Dégel dejó a Kanon en el piso a medio camino y se volteó hacia la salida, pero el más bajo lo detuvo con un firme agarre del antebrazo, ganándose así una última mirada de parte del francés.

- Solo quiero que recuerdes una cosa: Yo te salvé la vida, por lo tanto me perteneces.- Aclaró, brillando con aquel aire de ferviente convicción.- Y no soy idiota. ¿Qué te preguntaste y no quisiste decirme? –

- Si había algo de mí que no odiaras. Con permiso, Dragón Marino; sus soldados me necesitan.-

Dégel susurró y se marchó, dejando a un Kanon desconcertado. El aguador ni siquiera había tenido que pensar para responder a su pregunta y lo había hecho de manera tan natural que hasta le había dolido en el orgullo. O quizás… no en el orgullo. Y mientras su teniente se alejaba del recinto para trabajar, el líder del ejército se quedó reflexionando en cama, pensando más de lo que creía saludable. Había sido un enfermo por malinterpretar lo de Crisaor aquella tarde y ¿era tan hostil con el de acuario que realmente creía que lo odiaba?
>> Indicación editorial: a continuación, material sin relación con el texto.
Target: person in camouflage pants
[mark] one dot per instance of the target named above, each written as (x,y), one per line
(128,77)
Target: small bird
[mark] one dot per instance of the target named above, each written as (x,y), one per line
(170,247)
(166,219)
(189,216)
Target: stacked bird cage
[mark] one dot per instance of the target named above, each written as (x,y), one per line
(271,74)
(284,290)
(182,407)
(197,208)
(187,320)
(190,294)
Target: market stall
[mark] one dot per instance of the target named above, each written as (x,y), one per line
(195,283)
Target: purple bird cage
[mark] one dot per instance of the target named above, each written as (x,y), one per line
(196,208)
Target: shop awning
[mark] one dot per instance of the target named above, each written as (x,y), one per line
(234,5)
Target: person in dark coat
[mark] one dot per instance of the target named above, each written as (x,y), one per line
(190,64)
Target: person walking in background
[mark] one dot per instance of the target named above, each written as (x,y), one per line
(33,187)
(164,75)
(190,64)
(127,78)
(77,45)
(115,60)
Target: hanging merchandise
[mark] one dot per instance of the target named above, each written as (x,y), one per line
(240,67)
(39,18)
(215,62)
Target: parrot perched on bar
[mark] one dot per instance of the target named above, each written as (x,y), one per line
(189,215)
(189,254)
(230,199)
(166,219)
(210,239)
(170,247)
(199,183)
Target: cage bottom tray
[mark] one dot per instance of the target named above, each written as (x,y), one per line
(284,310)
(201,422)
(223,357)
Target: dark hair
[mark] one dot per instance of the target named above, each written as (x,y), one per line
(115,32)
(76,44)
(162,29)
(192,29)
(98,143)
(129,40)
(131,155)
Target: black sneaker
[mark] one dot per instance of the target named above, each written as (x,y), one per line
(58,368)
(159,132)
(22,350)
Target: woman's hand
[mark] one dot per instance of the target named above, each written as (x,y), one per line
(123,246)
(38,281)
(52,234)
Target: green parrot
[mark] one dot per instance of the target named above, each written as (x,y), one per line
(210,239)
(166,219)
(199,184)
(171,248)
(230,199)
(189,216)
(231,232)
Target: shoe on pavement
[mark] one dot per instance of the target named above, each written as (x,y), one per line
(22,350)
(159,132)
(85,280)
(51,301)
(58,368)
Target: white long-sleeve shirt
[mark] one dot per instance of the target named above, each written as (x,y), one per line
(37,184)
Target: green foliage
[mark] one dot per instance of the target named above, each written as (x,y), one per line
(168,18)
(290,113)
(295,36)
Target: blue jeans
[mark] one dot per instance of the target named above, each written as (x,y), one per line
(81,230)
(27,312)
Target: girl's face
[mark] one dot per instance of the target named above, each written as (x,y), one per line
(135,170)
Porque no lo hacía. Dégel era su teniente, su secreto, su atajo a la cima y la clave de su victoria. Era su prisionero, su leviatán, era casi como un tesoro escondido en el fondo del mar.

Era suyo.

¿Cómo podía odiar algo que era suyo?

Estaba a punto de hacerse otra pregunta, pero se detuvo justo a tiempo. Aquello ya sonaría demasiado comprometedor. Lo último que necesitaba era comenzar a pensar en exceso y enredarse en sus propias ideas. Eso se lo dejaba a personas como Dégel o Krisaor, personas acostumbradas a reflexionar.

Decidió pasar por la ducha antes de irse a dormir, para así dejar tranquilo a su cerebro y deshacerse de la persistente sensación de las manos francesas sobre las suyas.